Is it the capacity to crunch numbers like Einstein or write sonnets like Shakespeare? Is it the critical thinking skills that students hone in the classroom in order to solve problems in the real world? Is it the leadership and maturity that students exhibit on a daily basis, from the football field to student government?
Or is it a single number on a piece of paper?
Because right now, that’s how the State of Texas defines education. Because right now, we judge students not by their diligence in the classroom nor their talents in the arts, but rather, by a single test score. Because right now, we are telling students that all of the effort they put into studying, reading, and learning over the past 13 years was for nothing – because of one standardized exam. Because right now, we are going to strip thousands of students – my peers, your children, our state’s future – of the right to walk across the stage at graduation; a moment students spend their entire lives dreaming about.

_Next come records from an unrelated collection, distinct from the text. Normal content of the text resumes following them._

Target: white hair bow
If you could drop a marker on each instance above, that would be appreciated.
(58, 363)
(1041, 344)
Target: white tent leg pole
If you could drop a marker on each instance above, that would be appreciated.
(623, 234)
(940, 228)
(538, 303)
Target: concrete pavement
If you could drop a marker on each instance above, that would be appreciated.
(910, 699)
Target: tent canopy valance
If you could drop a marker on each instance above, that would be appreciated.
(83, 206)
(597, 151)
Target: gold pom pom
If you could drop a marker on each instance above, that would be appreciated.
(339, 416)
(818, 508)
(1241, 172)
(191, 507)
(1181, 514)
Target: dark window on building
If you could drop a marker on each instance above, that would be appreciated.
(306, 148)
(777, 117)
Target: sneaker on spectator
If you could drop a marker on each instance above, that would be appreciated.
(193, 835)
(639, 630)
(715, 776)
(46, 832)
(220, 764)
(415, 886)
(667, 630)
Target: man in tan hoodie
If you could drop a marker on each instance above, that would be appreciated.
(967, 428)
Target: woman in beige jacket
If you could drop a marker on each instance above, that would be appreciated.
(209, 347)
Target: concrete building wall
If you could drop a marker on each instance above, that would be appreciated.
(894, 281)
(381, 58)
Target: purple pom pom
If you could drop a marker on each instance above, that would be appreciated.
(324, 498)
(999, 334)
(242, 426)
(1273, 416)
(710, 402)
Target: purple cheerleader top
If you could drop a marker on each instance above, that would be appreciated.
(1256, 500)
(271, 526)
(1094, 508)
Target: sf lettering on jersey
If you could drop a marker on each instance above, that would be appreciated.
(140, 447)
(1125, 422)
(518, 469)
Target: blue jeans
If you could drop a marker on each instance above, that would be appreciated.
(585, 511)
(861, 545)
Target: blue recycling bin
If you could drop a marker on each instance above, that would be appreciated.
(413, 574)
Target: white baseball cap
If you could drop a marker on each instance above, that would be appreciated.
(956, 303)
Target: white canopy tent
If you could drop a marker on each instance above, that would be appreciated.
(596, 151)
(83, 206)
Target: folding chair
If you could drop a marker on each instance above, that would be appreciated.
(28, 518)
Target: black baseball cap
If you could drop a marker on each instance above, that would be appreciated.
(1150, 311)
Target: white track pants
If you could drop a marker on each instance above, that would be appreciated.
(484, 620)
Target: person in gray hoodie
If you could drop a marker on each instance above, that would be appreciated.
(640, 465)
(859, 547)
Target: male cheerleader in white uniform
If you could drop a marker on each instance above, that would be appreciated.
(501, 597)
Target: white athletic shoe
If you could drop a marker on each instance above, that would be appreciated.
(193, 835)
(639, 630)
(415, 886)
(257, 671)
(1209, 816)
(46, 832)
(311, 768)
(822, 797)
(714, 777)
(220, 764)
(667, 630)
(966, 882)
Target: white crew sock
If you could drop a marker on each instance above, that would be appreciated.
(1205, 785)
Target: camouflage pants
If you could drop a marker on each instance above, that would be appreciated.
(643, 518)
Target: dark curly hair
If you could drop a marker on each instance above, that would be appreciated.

It’s easy to get caught up in the numbers – but students are not statistics. My classmates and I are not numbers on paper. So tonight, I want to tell you about the faces behind these fancy charts and graphs.
There’s a girl in our district. She’s 17, just like me, and hopes to graduate in June. But right now she can’t – because of a writing test she failed four years ago. She’s intelligent – she passed English II STAAR, she averages A’s and B’s in school, and she’s demonstrated mastery in literature in her classes. She’s a good citizen – she has an excellent attendance record, and no discipline issues.
She’s dedicated – taking an extra practical writing class, attending afterschool remediation seminars, and devoting her summers in ELA academies. She’s everything we want in a student – and yet, because of a single test, her teachers are going to have to tell her that she can’t graduate.
There’s a boy in our district. He’s the star player on his school basketball team; good enough to be recruited to play in the NCAA, good enough to earn a scholarship for all four years of college. Yet in eyes of the law, he’s not good enough to graduate. The hundreds of hours he spent on the court, perfecting his skills, the late nights he spent studying for his classes to maintain his eligibility – all of that is for nothing.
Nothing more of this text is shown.